一曲終わると、代表選手たちの周りを他の生徒や職員などが混じって踊り始めた。まさか職員まで一緒に踊るとは。もとより、運営側でそのような予定があるとは予想していなかったサクラは、あいにくダンスの心得などない。壁の花になって、皆が踊る様子を見つめることにした。ムーディがシニストラ先生とステップを踏んでいる。ぎこちなく踊ってはいるが確実に中央にいるハリーの方へと向かっていた。そして、ハリーに短く何かを話すと、ハリーが笑っているのが見えた。やはり、彼はムーディ…クラウチjrのことを信頼しているようだ。ウォルデモートの影が忍び寄る中、実践的な魔法を教えるムーディは、まさにヒーローだ。不気味な見た目に相反して彼がハリーを思いやる描写はお話のなかでもされてきた。騙されてしまうのも仕方がないだろう。……今日は彼がハリーに危害を加えるような展開はなかったはずだ。このまま静観でいいだろう。

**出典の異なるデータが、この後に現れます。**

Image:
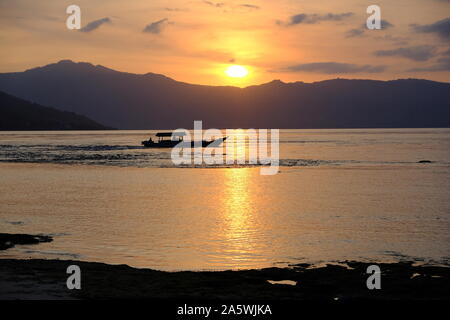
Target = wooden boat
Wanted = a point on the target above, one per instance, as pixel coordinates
(177, 139)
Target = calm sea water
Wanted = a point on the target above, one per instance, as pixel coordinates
(340, 194)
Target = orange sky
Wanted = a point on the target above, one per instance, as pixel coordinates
(195, 41)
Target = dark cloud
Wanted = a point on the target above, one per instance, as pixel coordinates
(443, 64)
(156, 27)
(91, 26)
(333, 68)
(441, 28)
(304, 18)
(418, 53)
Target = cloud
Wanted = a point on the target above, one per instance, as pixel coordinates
(361, 31)
(354, 33)
(91, 26)
(332, 68)
(175, 9)
(384, 24)
(441, 28)
(214, 4)
(249, 6)
(304, 18)
(418, 53)
(156, 27)
(443, 64)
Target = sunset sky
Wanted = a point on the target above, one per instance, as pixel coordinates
(195, 41)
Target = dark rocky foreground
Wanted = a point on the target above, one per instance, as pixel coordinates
(46, 279)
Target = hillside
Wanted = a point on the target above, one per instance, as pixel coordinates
(18, 114)
(152, 101)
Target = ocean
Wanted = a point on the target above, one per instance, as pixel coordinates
(353, 194)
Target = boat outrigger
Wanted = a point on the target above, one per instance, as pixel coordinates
(176, 139)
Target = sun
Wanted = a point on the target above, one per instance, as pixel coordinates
(236, 71)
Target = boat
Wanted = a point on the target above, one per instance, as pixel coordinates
(177, 139)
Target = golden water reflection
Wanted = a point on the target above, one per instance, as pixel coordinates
(240, 214)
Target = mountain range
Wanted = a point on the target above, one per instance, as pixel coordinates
(18, 114)
(152, 101)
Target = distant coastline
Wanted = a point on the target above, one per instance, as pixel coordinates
(20, 115)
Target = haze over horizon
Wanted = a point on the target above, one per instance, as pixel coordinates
(196, 41)
(218, 85)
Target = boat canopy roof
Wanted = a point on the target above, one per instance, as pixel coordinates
(169, 134)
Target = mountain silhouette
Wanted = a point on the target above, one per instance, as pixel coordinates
(153, 101)
(18, 114)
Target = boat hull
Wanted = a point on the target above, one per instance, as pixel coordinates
(167, 144)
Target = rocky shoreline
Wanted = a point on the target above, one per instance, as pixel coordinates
(346, 280)
(46, 279)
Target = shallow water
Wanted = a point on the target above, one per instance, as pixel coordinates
(340, 194)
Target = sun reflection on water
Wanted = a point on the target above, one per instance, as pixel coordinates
(239, 214)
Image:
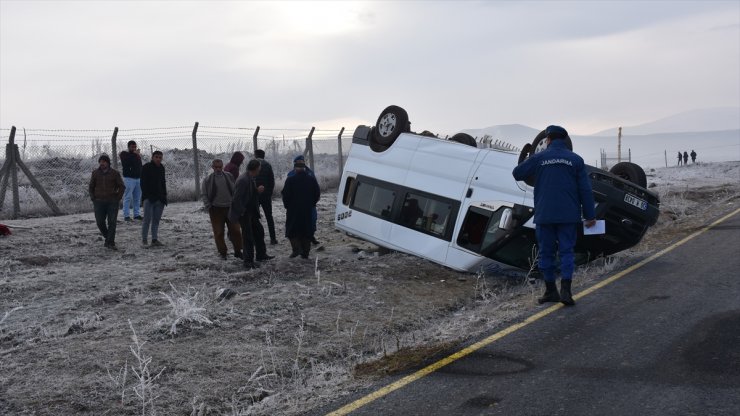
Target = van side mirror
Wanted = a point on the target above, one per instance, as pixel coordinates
(507, 220)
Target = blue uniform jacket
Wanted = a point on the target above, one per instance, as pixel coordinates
(561, 185)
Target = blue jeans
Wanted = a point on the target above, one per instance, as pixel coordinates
(132, 194)
(152, 214)
(560, 239)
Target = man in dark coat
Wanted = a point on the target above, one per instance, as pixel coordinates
(266, 178)
(300, 195)
(245, 210)
(131, 168)
(234, 164)
(106, 189)
(562, 191)
(314, 213)
(154, 193)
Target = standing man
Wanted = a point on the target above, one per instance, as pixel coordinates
(106, 189)
(245, 209)
(300, 195)
(131, 166)
(562, 189)
(266, 178)
(217, 191)
(234, 164)
(154, 193)
(314, 213)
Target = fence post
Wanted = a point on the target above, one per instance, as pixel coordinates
(14, 175)
(254, 139)
(339, 146)
(196, 162)
(5, 172)
(309, 149)
(114, 156)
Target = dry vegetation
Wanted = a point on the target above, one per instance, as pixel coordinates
(176, 330)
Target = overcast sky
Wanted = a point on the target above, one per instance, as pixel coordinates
(452, 65)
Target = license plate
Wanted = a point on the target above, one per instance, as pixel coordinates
(633, 200)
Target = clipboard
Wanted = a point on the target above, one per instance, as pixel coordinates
(598, 228)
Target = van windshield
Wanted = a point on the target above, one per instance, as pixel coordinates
(481, 234)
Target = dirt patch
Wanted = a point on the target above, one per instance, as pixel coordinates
(79, 322)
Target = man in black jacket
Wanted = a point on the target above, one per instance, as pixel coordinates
(154, 193)
(245, 209)
(131, 166)
(300, 194)
(266, 178)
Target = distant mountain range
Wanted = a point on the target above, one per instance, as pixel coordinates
(701, 120)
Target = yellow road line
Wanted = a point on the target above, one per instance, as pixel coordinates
(504, 332)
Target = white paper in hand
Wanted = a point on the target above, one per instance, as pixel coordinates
(598, 228)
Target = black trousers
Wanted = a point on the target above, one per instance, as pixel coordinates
(253, 238)
(106, 215)
(266, 204)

ほかの職員をみるとダンブルドアとマダム・マクシームが踊っていたり、マクゴナガルとハグリッド、フリットウィックとマダム・ピンスなど意外な組み合わせもあれば、思い思いにこの時を楽しんでいた。ダンスも何曲か続くうちに踊る者もいれば、端にある椅子で休んでいる者も出始め、サクラもその中に溶け込んで相変わらず壁に寄りかかって飲み物を口にしていた。
……これがお酒なら気持ちも紛らわせられたのに。
グラスにはノンアルコールのシャンパン。学生のパーティのため酒類は提供しないのだ。見ないようにしていても目に入ってくるセドリックたちに、お酒の力でも借りて思考を鈍らせられたらいいのにと考え始めていた。暇そうにしていれば、数人の職員や生徒にダンスの誘いをされた。しかし、経験も無く、そんな気分にもなれず全て断ってしまった。このままバグマンなど断りにくい人物にまで声をかけられてはたまらない。パーティの片付けは明日の予定であるし、今日やるべき事は全て終えた。管理人が一人消えたところで誰も気がつかないだろう。厨房で料理用のワインでも一本頂いて静かに飲もう、とサクラは大広間をあとにした。
厨房でドビーに会い、チップを渡せば上等のワインといくつかのつまみをバスケットに包んでくれた。それを持って、一人になれる場所を探してさまよった。何となく自室で飲むのは虚しく思え、ならば見晴らしの良い場所で、といいスポットをいくつか歩いているのだ。しかし、仲睦まじい先客がいたりと、場所取りもなかなかはかどらない。パラ園の近くまでくると、そこではハリーとロンに怒鳴りつけるスネイプ、その隣にはカルカロフがいた。スネイプは二人をひとにらみすると、いつもの黒マントを翻してその場を去って行った。それに急いでカルカロフが続いていった。カルカロフの落ち着かない様子が気になり、サクラはそのあとを追った。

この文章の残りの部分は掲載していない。